The problem with modern American society is that it's developed a superbly
optimized form of hyper-capitalism that is able to suck in every single
marginal dollar while not delivering meaningful improvements in quality of
life.

Areas of the economy that don't operate on that arena (food, electronics,
clothing etc.) follow standard deflation curves and get drowned out by the
areas of the economy that do.

Take children's safety for example. As a parent, you are expected to buy
exactly up to your level of social status in marginal safety improvements for
your kids, despite almost no tangible return on investment. If you are a
working class family, your kids go to school on their own in a school bus and
are latchkey kids in the afternoon while you finish your shift but if you are
middle class, you're expected to ferry your kids to every single engagement
because "what if something happens to them" and you have to participate in
every hare brained exercise in child-rearing on the off chance that it adds
some iota of chance to their success. Not doing so not only immediately makes
you an outcast in every single social circle, in many cases, busybodies can
also bring to bear the power of the state to compel you to behave or childhood
services will be brought in to rip your child away from you.

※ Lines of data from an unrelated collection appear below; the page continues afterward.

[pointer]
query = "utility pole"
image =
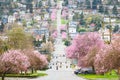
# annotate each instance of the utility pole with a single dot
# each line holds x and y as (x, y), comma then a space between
(91, 3)
(110, 30)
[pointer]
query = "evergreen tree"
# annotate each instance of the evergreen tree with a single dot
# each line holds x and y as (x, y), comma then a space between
(114, 10)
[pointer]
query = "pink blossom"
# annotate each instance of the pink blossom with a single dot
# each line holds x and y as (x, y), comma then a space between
(64, 35)
(15, 61)
(63, 27)
(54, 34)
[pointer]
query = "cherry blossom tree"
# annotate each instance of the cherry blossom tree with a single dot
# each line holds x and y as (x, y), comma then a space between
(54, 34)
(53, 15)
(63, 27)
(41, 60)
(64, 35)
(108, 58)
(13, 61)
(82, 48)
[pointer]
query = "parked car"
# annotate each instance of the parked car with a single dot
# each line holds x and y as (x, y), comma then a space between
(84, 71)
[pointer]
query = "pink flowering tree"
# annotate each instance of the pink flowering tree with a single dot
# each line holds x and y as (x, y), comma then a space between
(53, 15)
(83, 47)
(64, 35)
(41, 60)
(63, 27)
(108, 58)
(13, 61)
(54, 34)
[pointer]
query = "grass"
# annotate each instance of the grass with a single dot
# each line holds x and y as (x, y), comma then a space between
(63, 21)
(26, 75)
(106, 76)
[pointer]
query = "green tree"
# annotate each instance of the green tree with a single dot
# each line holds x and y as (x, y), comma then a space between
(18, 39)
(114, 10)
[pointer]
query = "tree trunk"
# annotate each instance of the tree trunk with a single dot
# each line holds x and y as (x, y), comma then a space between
(93, 68)
(3, 76)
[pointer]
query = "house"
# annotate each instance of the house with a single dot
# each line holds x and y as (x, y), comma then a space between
(105, 34)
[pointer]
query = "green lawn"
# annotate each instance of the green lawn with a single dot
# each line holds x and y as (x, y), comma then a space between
(95, 77)
(106, 76)
(26, 75)
(63, 21)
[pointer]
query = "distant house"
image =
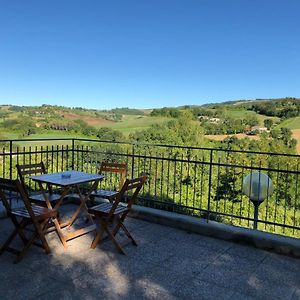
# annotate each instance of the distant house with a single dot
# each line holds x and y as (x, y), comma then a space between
(256, 130)
(203, 118)
(214, 120)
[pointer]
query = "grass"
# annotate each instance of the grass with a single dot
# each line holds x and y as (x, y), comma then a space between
(132, 123)
(293, 123)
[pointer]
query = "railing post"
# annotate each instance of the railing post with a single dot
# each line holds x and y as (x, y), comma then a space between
(10, 159)
(73, 146)
(132, 162)
(209, 184)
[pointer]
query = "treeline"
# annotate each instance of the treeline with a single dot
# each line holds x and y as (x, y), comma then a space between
(284, 109)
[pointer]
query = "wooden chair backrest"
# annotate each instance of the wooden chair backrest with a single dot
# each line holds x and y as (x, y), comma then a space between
(134, 185)
(24, 171)
(120, 168)
(10, 185)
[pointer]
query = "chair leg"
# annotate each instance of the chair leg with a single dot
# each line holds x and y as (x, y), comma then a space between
(25, 249)
(8, 241)
(43, 239)
(98, 237)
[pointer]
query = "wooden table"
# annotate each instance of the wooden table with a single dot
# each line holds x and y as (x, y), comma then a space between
(68, 180)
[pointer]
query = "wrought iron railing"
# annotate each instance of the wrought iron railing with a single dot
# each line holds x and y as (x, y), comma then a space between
(203, 182)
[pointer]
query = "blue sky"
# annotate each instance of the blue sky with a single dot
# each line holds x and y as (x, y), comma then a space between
(145, 54)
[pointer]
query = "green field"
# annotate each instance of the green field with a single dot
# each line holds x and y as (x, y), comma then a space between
(130, 124)
(293, 123)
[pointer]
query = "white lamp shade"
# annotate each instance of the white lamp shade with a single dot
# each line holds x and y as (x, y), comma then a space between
(257, 186)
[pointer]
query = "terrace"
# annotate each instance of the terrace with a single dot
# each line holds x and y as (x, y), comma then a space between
(169, 263)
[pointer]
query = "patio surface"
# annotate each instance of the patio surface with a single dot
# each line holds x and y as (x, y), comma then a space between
(167, 264)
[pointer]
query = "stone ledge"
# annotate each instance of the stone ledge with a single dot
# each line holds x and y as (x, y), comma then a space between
(259, 239)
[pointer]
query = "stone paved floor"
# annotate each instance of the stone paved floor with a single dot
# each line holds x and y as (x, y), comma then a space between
(167, 264)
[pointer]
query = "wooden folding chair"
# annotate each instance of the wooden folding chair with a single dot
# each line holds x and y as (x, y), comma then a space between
(106, 213)
(24, 171)
(35, 215)
(117, 171)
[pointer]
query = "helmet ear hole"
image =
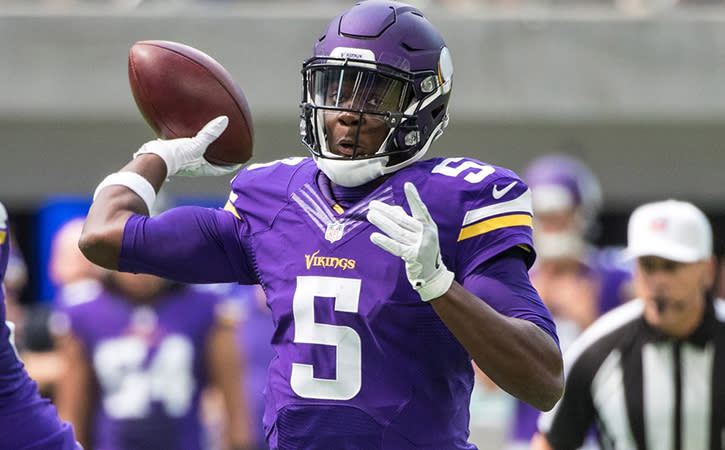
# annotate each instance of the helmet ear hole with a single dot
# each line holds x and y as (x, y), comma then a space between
(437, 111)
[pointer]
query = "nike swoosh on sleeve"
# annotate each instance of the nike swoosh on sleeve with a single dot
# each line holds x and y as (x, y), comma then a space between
(498, 193)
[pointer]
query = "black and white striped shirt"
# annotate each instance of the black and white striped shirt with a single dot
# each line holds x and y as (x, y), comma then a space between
(641, 389)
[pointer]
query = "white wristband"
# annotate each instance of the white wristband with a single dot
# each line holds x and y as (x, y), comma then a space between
(133, 181)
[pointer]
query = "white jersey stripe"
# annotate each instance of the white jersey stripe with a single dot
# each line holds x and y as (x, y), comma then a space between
(521, 204)
(614, 319)
(697, 369)
(659, 394)
(608, 397)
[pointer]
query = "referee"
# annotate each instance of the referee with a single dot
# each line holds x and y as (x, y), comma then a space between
(650, 374)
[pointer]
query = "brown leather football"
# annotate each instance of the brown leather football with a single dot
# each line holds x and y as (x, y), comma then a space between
(178, 89)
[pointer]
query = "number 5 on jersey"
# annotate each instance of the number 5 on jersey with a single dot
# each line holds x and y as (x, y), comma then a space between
(348, 356)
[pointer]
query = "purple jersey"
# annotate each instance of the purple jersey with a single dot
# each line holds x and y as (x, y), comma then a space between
(27, 421)
(149, 365)
(361, 362)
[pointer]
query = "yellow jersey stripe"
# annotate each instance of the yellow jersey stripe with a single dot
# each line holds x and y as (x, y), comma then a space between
(229, 207)
(496, 223)
(521, 204)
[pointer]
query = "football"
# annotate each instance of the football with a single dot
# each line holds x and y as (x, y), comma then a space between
(178, 89)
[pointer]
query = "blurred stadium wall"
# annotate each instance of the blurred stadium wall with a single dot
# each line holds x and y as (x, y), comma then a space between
(641, 99)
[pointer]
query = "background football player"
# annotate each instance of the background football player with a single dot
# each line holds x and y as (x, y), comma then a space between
(28, 420)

With colleges, families stretch to send their child to the "best" college the
child gets into, even if there are plenty of perfectly acceptable colleges for
a quarter of the price. If you send your child to the best college, then at
least you can reassure yourself that you've done everything you can whereas if
you go for the "budget" option, you're forever going to be plagued with the
thought of "what if?"

The American cultural pathological fear of every talking about or confronting
death leads to the same thing with healthcare. If you have $100K in savings
and a parent/loved one is suffering from some medical issue not covered by
insurance, you will spend all $100K of that accumulated savings on
experimental, last ditch efforts to save them. If you have $500K in savings,
you will spend that $500K on a different set of treatments to save them. If
you have $500K in savings, it would be morbidly unthinkable to only spend
$100K of it and then look your loved one in the eye and tell them you think
you're ready to watch them die now. Note that this would be the case even if
the $500K treatment was no better or ever worse in outcome than the $100K
treatment.

In Economics, there is a theoretical concept of price discrimination where the
absolute maximum profit you could ever get from a product is to have some kind
of mind reader device that could ascertain the exact maximum amount every
single person is willing to pay and charge them exactly that amount for the
product. Childcare, education, healthcare & real estate have ballooned in cost
because the marketing of American society has become exquisitely tuned to do
exactly this.

It doesn't matter how immune you are to this marketing message or how much you
would like to reject it, this is marketing that works on a societal level to
socially punish any individual who does not willingly give every single
marginal dollar to some nebulous notion of the "better life".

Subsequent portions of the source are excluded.